Three weeks ago, Nathan Marsak, a Los Angeles historian and preservation advocate who often works with the Esotouric historic tour company (under the persona, “The Cranky Preservationist“), saw an Instagram post by Los Angeles magazine writer Chris Nichols, showing photos of six old LA houses for which demolition permits had been pulled in just the last 10 days. Marsak looked a the photos of the lovely old buildings, soon to disappear forever, and a lightbulb went on. A bit later, he told Esotouric founders Richard Schave and Kim Cooper about Nichols’ post, and the more general idea that every new demo permit signals the impending loss of another old building with a story to tell. “Someone needs to do a blog about this!” said Marsak to Schave and Cooper. They readily agreed, said Marsak…and added, “And that person is you!”
So, as Marsak told the Buzz, “the next thing you know, it’s happening.” And on September 1, 2019, R.I.P. Los Angeles was born. Its purpose is to chronicle the many demo permits being pulled in Los Angeles these days, the stories of the buildings that will be lost to each permit, and what will replace them.
Of course, most of us hear about it when L.A.’s biggest, most famous landmarks are lost or threatened, but Marsak’s territory is rest of our landscape – the more ordinary homes and buildings that form the collective historic fabric of our city’s history, which is increasingly and rapidly being unraveled as more and more of these everyday buildings fall to the wrecking ball.
As Marsak says in the introduction to R.I.P. Los Angeles:
“Few demolitions are as contentious or high profile as the Ambassador or Parker Center; rather, it is all the little houses and commercial buildings the social engineers are desperate to destroy in the name of the Greater Good. The fabric of our city is woven together by communities and neighborhoods who no longer have a say in their zoning or planning so it’s important to shine a light on these vanishing treasures, now, before the remarkable character of our city is wiped away like a stain from a countertop. (But Nathan, you say, it’s just this one house—no, it isn’t. Principiis obsta, finem respice.)”
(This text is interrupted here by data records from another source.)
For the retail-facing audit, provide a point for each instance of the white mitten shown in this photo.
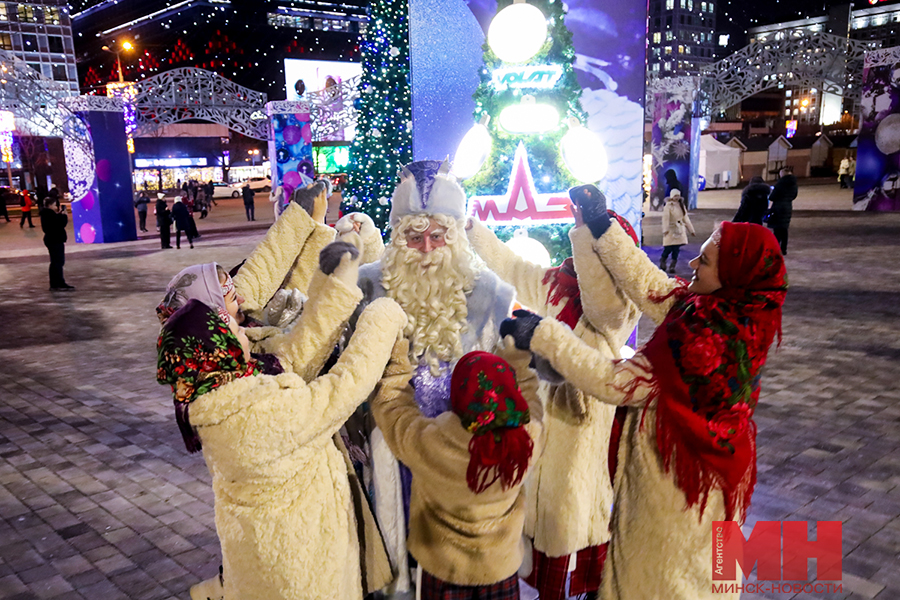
(348, 269)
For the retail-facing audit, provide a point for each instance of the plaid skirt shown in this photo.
(435, 589)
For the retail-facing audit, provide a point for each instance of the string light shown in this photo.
(7, 127)
(383, 142)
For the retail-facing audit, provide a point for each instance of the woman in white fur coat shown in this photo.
(688, 454)
(284, 513)
(569, 495)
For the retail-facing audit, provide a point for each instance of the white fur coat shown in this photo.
(569, 494)
(284, 512)
(659, 549)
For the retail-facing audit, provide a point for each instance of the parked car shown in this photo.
(226, 190)
(259, 184)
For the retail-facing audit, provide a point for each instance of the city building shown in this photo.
(245, 41)
(682, 36)
(878, 26)
(40, 33)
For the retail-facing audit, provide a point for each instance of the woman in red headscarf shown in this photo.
(688, 452)
(467, 507)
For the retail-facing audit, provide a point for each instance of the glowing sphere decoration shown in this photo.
(584, 154)
(529, 117)
(517, 32)
(529, 248)
(472, 152)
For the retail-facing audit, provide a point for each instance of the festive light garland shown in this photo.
(383, 142)
(128, 92)
(7, 127)
(495, 94)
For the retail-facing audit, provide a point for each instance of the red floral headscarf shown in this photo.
(486, 398)
(196, 353)
(706, 359)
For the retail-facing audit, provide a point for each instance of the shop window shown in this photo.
(55, 44)
(29, 42)
(60, 73)
(29, 14)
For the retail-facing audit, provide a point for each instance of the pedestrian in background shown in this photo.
(754, 202)
(26, 209)
(844, 172)
(163, 221)
(53, 224)
(676, 224)
(182, 219)
(3, 210)
(142, 204)
(247, 193)
(782, 199)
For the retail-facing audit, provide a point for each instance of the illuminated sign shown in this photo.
(791, 127)
(151, 163)
(538, 77)
(331, 159)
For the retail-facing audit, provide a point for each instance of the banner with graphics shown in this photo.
(877, 182)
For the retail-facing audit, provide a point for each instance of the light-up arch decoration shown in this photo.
(825, 61)
(189, 93)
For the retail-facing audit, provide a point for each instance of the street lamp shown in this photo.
(126, 46)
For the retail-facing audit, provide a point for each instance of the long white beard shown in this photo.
(431, 288)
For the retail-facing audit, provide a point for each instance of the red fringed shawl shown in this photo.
(706, 359)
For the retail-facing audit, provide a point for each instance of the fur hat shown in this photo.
(427, 188)
(306, 197)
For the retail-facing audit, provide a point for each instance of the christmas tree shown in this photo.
(383, 142)
(544, 79)
(527, 108)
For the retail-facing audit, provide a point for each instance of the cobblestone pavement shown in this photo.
(98, 498)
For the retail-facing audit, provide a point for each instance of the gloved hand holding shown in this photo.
(521, 328)
(342, 260)
(592, 203)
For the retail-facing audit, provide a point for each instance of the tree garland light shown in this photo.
(383, 142)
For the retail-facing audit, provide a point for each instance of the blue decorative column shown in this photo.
(290, 145)
(99, 171)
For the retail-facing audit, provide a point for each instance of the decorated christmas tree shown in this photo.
(383, 142)
(528, 99)
(529, 145)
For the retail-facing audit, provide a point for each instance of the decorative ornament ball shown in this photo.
(292, 135)
(517, 32)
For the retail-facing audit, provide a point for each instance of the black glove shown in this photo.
(330, 257)
(592, 203)
(521, 328)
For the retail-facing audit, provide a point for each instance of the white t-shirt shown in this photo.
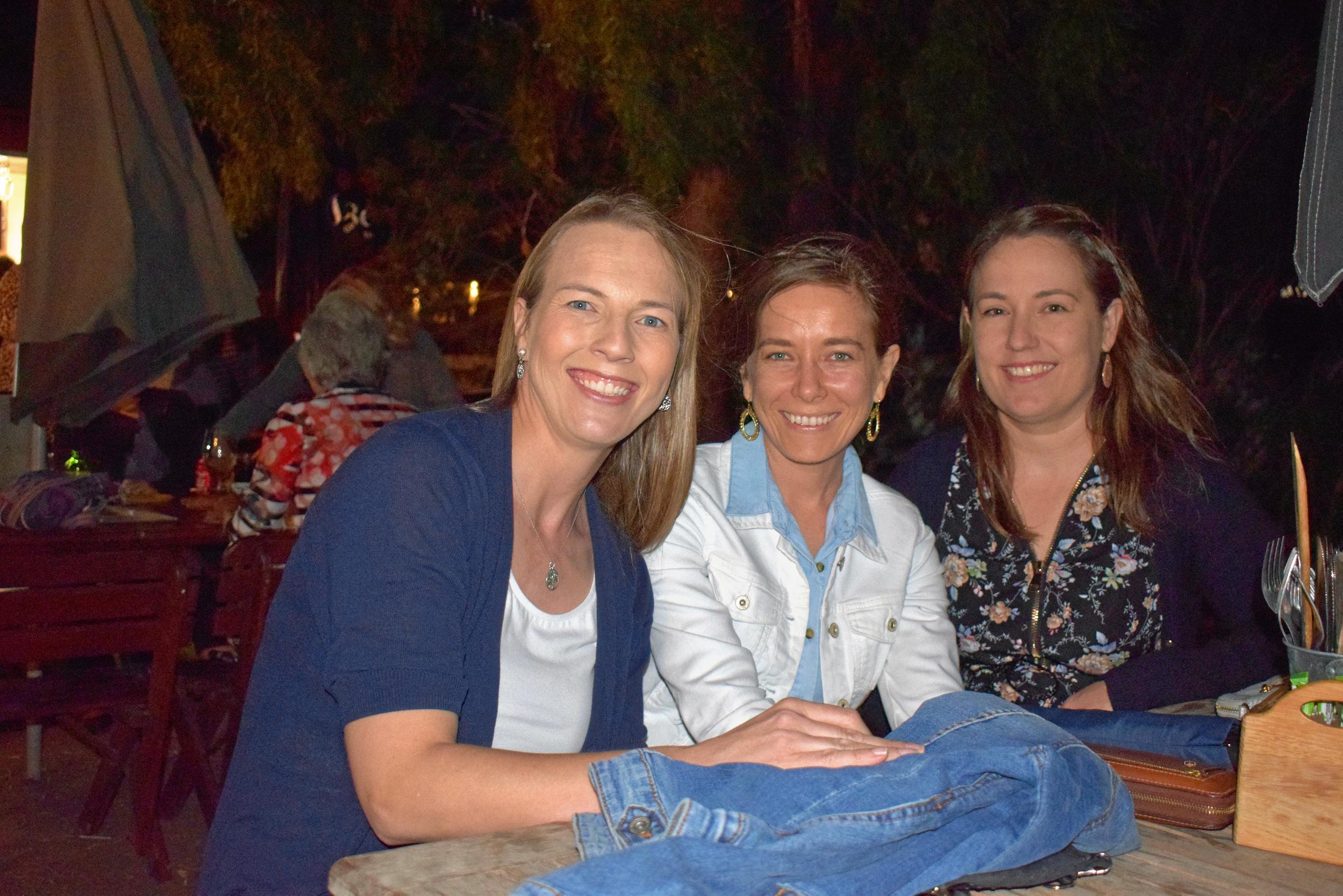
(546, 675)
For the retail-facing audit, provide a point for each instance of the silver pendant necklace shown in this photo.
(552, 575)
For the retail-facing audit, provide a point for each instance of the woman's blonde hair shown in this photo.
(645, 480)
(1145, 418)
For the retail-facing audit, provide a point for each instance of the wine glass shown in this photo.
(221, 460)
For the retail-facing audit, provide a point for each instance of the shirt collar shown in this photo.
(751, 487)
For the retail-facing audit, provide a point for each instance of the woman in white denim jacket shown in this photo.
(789, 573)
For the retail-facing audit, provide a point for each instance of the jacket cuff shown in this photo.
(632, 810)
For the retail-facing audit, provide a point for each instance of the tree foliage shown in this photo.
(278, 84)
(905, 121)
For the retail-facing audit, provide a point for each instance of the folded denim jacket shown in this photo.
(997, 788)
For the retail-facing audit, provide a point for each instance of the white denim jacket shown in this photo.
(731, 602)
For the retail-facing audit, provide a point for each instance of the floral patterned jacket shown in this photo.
(1109, 598)
(1033, 637)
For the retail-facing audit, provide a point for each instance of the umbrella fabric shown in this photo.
(129, 261)
(1319, 210)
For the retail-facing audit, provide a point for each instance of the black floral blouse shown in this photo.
(1039, 638)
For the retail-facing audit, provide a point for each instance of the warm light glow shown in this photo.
(14, 182)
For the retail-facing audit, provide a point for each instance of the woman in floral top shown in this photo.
(1095, 555)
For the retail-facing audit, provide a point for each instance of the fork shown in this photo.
(1271, 580)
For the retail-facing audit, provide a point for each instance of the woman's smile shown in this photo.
(612, 390)
(810, 421)
(1027, 373)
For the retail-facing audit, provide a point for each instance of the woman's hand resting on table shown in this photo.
(797, 734)
(1094, 696)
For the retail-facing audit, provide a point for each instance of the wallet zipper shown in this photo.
(1192, 770)
(1199, 808)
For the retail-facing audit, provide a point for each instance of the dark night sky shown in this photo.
(18, 28)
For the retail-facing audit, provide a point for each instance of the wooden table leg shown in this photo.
(33, 740)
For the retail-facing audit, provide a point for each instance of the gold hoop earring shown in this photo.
(748, 414)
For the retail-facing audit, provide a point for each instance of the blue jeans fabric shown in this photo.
(1200, 738)
(997, 788)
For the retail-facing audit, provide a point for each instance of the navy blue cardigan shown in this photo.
(394, 600)
(1208, 551)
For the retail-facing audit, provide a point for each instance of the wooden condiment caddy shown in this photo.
(1290, 790)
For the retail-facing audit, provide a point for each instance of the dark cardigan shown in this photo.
(394, 600)
(1209, 548)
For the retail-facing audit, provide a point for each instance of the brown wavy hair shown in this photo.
(1145, 418)
(647, 478)
(822, 260)
(376, 288)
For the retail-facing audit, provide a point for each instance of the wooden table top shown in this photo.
(1173, 860)
(201, 523)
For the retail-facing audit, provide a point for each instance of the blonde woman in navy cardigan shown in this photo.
(464, 624)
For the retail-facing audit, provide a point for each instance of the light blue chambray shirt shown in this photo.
(751, 492)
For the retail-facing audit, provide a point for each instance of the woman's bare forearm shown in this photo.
(458, 790)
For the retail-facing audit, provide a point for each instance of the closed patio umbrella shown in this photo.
(1319, 210)
(129, 261)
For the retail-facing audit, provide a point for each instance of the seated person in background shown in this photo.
(415, 371)
(789, 573)
(344, 356)
(1097, 557)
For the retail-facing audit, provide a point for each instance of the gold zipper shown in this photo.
(1206, 810)
(1039, 580)
(1190, 769)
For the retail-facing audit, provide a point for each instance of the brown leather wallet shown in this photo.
(1174, 792)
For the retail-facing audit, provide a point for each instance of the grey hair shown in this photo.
(343, 343)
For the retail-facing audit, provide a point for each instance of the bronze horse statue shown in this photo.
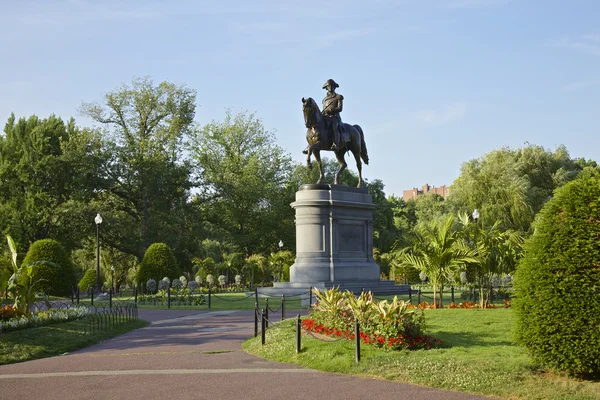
(320, 137)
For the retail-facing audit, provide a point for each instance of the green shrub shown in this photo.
(391, 325)
(89, 280)
(557, 283)
(158, 262)
(58, 279)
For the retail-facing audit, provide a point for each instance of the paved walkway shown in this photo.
(190, 355)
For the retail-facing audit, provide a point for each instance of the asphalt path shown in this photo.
(190, 355)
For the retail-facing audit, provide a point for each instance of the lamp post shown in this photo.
(112, 278)
(475, 216)
(280, 264)
(98, 221)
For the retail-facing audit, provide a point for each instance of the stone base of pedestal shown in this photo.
(334, 243)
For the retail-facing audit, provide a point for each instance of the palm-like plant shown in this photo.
(257, 262)
(496, 253)
(231, 262)
(438, 250)
(23, 283)
(280, 263)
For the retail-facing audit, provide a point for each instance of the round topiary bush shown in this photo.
(89, 280)
(158, 262)
(557, 283)
(58, 279)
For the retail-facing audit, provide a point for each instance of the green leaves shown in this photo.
(436, 248)
(557, 283)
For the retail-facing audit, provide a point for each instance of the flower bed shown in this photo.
(399, 342)
(45, 317)
(393, 326)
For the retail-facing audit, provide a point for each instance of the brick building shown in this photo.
(414, 192)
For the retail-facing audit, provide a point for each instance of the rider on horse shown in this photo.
(332, 107)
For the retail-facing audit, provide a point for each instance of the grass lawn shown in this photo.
(52, 340)
(478, 357)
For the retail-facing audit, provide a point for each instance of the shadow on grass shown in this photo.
(468, 339)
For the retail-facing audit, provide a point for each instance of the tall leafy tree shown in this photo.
(511, 185)
(243, 175)
(147, 181)
(48, 173)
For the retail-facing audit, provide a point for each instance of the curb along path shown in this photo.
(190, 355)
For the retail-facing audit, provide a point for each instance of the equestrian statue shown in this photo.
(326, 131)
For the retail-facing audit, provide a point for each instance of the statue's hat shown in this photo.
(332, 83)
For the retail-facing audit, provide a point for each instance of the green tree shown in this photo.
(511, 186)
(243, 174)
(146, 182)
(279, 264)
(48, 174)
(438, 250)
(496, 252)
(258, 263)
(88, 281)
(57, 275)
(158, 262)
(557, 283)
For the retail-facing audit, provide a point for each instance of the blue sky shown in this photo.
(433, 83)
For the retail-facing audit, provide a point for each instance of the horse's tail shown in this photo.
(363, 145)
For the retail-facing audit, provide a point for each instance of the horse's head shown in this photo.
(311, 112)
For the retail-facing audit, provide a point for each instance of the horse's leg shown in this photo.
(340, 156)
(309, 152)
(317, 154)
(356, 153)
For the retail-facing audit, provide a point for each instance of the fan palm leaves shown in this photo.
(437, 249)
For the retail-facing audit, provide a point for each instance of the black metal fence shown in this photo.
(106, 317)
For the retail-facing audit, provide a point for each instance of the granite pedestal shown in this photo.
(334, 242)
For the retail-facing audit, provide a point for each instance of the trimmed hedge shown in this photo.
(158, 262)
(58, 280)
(557, 283)
(89, 280)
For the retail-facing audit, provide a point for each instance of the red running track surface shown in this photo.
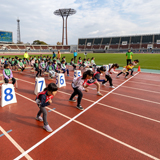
(130, 114)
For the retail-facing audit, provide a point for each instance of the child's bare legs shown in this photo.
(98, 89)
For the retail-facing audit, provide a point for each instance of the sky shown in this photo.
(94, 18)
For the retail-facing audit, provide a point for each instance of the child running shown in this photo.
(93, 63)
(44, 99)
(96, 79)
(78, 85)
(37, 68)
(55, 66)
(79, 62)
(63, 68)
(108, 75)
(8, 74)
(50, 70)
(73, 65)
(21, 65)
(126, 70)
(135, 62)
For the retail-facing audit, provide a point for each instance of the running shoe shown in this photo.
(39, 118)
(72, 100)
(111, 87)
(80, 107)
(47, 128)
(99, 94)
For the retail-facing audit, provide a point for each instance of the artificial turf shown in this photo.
(147, 61)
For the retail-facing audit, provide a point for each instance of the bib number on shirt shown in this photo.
(61, 80)
(8, 95)
(41, 82)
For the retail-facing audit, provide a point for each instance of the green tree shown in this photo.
(38, 42)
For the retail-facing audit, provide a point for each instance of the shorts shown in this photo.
(91, 81)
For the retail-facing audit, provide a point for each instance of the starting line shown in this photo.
(7, 132)
(68, 122)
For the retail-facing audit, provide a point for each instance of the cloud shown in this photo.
(94, 18)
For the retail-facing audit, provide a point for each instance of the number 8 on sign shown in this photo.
(8, 95)
(61, 80)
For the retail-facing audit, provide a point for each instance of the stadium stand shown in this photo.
(66, 47)
(22, 47)
(13, 47)
(37, 47)
(59, 47)
(31, 47)
(44, 47)
(51, 47)
(138, 43)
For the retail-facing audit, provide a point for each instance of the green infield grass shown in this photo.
(147, 61)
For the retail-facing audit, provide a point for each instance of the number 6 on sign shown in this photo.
(7, 95)
(60, 80)
(39, 85)
(77, 73)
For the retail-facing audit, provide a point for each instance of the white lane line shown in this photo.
(126, 96)
(149, 79)
(121, 110)
(112, 138)
(106, 106)
(99, 132)
(15, 143)
(112, 93)
(127, 87)
(68, 122)
(141, 89)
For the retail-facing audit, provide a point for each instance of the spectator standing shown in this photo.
(129, 56)
(54, 55)
(75, 57)
(26, 55)
(59, 54)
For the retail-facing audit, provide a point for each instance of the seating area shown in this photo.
(113, 47)
(66, 47)
(44, 47)
(144, 46)
(59, 47)
(96, 46)
(123, 46)
(156, 46)
(37, 47)
(13, 47)
(135, 46)
(21, 47)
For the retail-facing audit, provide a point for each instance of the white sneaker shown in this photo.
(111, 87)
(47, 128)
(99, 94)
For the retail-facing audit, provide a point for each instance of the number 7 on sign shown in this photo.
(41, 85)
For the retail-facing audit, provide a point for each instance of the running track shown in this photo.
(123, 125)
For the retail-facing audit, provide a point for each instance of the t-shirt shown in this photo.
(12, 62)
(7, 72)
(75, 54)
(21, 64)
(129, 55)
(36, 64)
(50, 68)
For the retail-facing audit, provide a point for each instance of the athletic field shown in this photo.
(147, 61)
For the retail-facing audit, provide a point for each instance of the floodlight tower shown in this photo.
(18, 31)
(64, 13)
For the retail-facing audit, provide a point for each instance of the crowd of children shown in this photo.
(53, 66)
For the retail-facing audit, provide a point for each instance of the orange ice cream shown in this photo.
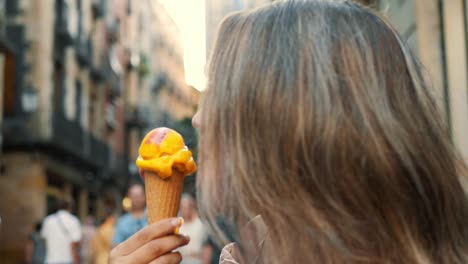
(164, 162)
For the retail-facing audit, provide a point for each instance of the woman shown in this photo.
(317, 118)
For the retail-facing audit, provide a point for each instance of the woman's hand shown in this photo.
(153, 244)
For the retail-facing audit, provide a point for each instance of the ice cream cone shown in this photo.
(163, 195)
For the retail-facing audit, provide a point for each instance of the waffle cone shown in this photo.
(163, 195)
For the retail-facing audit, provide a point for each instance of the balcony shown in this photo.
(68, 141)
(84, 52)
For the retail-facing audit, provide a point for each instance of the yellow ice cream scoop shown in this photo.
(163, 150)
(164, 161)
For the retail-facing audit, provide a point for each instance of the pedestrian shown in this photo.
(318, 122)
(88, 231)
(136, 219)
(35, 249)
(101, 243)
(194, 228)
(62, 234)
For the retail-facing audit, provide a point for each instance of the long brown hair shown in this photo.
(317, 117)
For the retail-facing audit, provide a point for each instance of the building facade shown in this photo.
(80, 81)
(437, 31)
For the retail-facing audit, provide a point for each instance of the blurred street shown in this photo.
(82, 81)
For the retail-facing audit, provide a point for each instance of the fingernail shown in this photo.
(177, 222)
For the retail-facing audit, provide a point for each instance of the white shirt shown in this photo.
(197, 233)
(60, 230)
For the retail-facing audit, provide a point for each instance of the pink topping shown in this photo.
(157, 135)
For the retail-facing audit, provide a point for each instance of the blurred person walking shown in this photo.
(35, 249)
(88, 229)
(136, 219)
(101, 242)
(62, 233)
(318, 118)
(194, 228)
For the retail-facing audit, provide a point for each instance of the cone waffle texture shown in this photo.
(163, 195)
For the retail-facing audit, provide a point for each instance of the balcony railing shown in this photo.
(68, 141)
(70, 137)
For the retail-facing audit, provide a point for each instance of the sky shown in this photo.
(189, 15)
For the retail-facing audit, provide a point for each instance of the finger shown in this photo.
(148, 233)
(158, 248)
(170, 258)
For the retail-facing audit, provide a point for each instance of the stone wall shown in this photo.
(23, 185)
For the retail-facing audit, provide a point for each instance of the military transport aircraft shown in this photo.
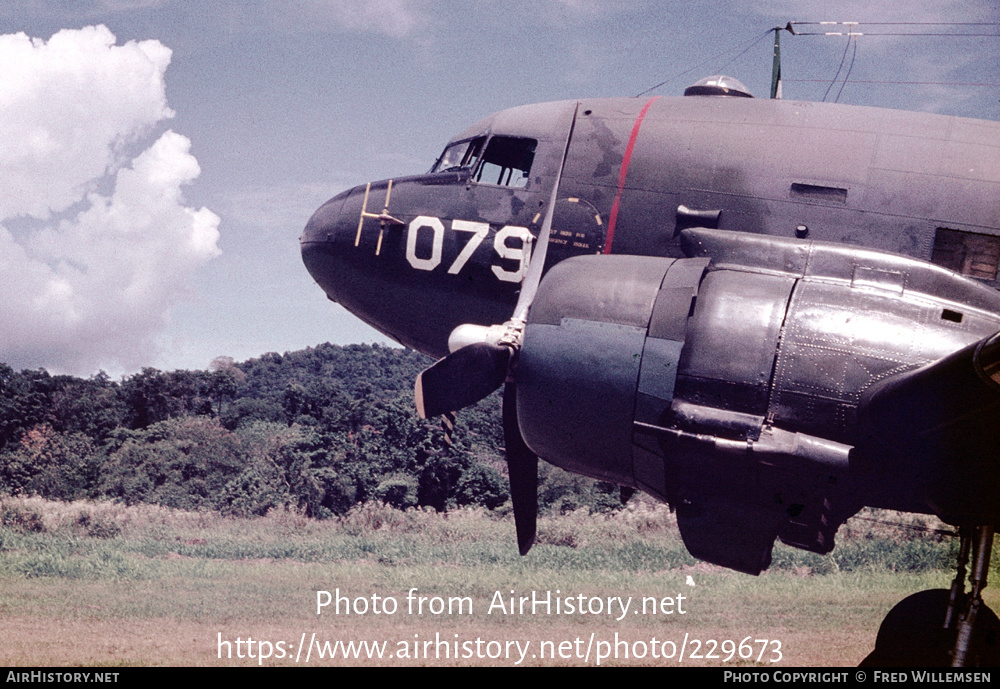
(767, 313)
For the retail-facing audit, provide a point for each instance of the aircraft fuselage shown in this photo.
(451, 249)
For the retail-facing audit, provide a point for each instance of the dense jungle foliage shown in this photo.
(318, 430)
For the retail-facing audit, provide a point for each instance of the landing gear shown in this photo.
(941, 627)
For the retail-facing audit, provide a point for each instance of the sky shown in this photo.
(160, 158)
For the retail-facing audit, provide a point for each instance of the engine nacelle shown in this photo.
(729, 383)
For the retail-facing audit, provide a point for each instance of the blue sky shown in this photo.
(216, 128)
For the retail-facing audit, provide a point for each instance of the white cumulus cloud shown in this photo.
(95, 248)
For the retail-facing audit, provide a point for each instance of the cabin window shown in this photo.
(968, 253)
(506, 161)
(815, 192)
(461, 154)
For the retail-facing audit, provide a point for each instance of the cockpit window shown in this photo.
(460, 155)
(506, 161)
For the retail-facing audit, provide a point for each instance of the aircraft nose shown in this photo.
(327, 235)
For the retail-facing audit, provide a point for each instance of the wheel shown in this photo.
(912, 635)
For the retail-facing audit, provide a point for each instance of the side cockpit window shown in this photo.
(504, 160)
(462, 154)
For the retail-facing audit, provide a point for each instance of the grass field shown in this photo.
(103, 584)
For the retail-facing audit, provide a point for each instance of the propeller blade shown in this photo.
(460, 379)
(522, 467)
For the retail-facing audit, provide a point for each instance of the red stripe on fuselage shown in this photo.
(623, 173)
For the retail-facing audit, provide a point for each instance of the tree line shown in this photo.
(317, 430)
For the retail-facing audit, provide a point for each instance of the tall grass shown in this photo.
(84, 539)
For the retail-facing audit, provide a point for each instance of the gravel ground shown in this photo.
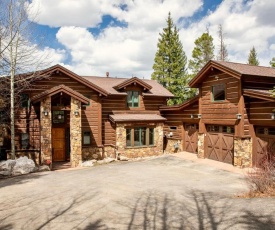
(164, 192)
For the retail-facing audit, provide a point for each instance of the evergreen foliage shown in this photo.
(202, 52)
(272, 62)
(252, 57)
(170, 63)
(222, 53)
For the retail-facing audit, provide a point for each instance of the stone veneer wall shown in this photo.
(109, 151)
(90, 153)
(155, 150)
(243, 152)
(201, 153)
(75, 133)
(46, 130)
(170, 145)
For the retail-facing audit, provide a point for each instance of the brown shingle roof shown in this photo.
(58, 89)
(136, 117)
(234, 69)
(108, 84)
(260, 94)
(246, 69)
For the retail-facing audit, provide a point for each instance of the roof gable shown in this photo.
(184, 105)
(265, 95)
(59, 89)
(108, 84)
(236, 70)
(59, 68)
(134, 81)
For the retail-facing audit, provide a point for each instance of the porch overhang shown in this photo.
(265, 95)
(59, 89)
(120, 118)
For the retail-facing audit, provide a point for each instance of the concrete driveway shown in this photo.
(165, 192)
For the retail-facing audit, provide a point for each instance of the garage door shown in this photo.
(220, 143)
(265, 142)
(191, 138)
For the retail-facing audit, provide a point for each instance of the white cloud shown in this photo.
(243, 27)
(127, 51)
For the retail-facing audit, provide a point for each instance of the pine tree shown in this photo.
(202, 52)
(272, 62)
(252, 57)
(170, 63)
(222, 53)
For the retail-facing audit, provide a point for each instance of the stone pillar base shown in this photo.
(243, 152)
(201, 153)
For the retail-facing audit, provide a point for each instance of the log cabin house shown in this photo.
(233, 118)
(66, 117)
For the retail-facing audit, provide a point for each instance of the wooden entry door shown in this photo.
(58, 143)
(191, 138)
(265, 145)
(219, 145)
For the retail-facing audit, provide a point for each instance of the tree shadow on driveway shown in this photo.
(194, 210)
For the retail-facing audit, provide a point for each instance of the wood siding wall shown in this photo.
(177, 118)
(223, 112)
(91, 115)
(118, 104)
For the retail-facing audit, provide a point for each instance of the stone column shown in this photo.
(75, 133)
(201, 153)
(243, 152)
(46, 130)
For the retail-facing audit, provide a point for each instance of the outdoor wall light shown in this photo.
(76, 112)
(239, 116)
But historical documentation isn’t the only point, Marsak said. For example, he fully acknowledges our city’s current housing issues, but also says “it doesn’t mean you can make Los Angeles a better place to live by running roughshod over our neighborhoods…The idea that you can tear up communities…and throw communities out the window…that’s just madness.” And this blog, he says, while highlighting what we’re losing as we search for new solutions, “opens up a lot of avenues for having conversations about housing,” especially the idea that our current housing crisis can be solved simply by tearing down older, more affordable buildings and constructing more, and more expensive, units where our older, more affordable communities used to be.
So far, there are only three demo permits/building stories chronicled in R.I.P. Los Angeles…but then the blog has only existed for four days now. And already one of those stories, about 371-377 N. St. Andrews Place (at the SW corner of St. Andrews and Elmwood), is in our Greater Wilshire area. Plans are to replace the 1919 fourplex, designed by noted architect Edward Butler Rust (who also designed the Los Altos apartments), with a new four-story, 56-foot-tall, 15 unit apartment building under the city’s Transit Oriented Communities guidelines…which means it will likely pop up for review soon on the agenda of the Greater Wilshire Neighborhood Council’s Land Use Committee. But until then, and until that new project pushes aside both thoughts of the old building and the building itself, R.I.P. Los Angeles will give the 100-year-old beauty a final chance to shine before she disappears forever.
As Marsak says on the R.I.P. site:
“I came to praise Los Angeles, not to bury her. And yet developers, City Hall and social reformers work in concert to effect wholesale demolition, removing the human scale of my town, tossing its charm into a landfill. The least I can do is memorialize in real time those places worth noting, as they slide inexorably into memory…
And who knows, one might even be saved. Excelsior!”